Characterization of Convergence in Locally Convex Space
Theorem
Let $\Bbb F \in \set {\R, \C}$.
Let $\struct {X, \mathcal P}$ be a locally convex space over $\Bbb F$ with standard topology $\tau$.
Let $x \in X$.
Let $\sequence {x_n}_{n \mathop \in \N}$ be a sequence in $X$.
Then:
- $x_n \to x$ in $\struct {X, \tau}$
- $\map p {x_n - x} \to 0$ as $n \to \infty$ as a real sequence, for each $p \in \mathcal P$.
Proof
Necessary Condition
Suppose that:
- $x_n \to x$ in $\struct {X, \tau}$
Let $p \in \mathcal P$.
Let $\epsilon > 0$.
We aim to show that there exists $N \in \N$ such that:
- $\map p {x_n - x} < \epsilon$ for $n \ge N$
showing that:
- $\map p {x_n - x} \to 0$ as $n \to \infty$.

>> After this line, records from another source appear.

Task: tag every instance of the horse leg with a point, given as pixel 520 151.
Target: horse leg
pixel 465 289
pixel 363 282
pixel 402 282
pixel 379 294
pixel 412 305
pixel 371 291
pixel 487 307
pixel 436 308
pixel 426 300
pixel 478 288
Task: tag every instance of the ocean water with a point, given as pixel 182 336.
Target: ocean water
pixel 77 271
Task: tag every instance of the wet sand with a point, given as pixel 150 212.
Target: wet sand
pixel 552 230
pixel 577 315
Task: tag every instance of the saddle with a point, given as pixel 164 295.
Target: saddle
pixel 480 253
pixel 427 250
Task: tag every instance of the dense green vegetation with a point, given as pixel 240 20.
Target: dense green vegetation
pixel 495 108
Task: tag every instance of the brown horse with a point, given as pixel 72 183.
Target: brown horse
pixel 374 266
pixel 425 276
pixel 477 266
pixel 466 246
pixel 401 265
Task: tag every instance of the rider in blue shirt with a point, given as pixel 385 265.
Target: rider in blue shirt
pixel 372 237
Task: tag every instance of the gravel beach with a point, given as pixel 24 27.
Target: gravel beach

From the definition of a convergent sequence in a topological space, we have:
- for each $U \in \tau$ such that $x \in U$, there exists $N \in \N$ such that $x_n \in U$ for $n \ge N$.
From the definition of the standard topology $\tau$, we have:
- $U = \set {y \in X : \map p {y - x} < \epsilon}$ is open.
So there exists $N \in \N$ such that $x_n \in U$ for $n \ge N$.
That is:
- $\map p {x_n - x} < \epsilon$ for $n \ge N$.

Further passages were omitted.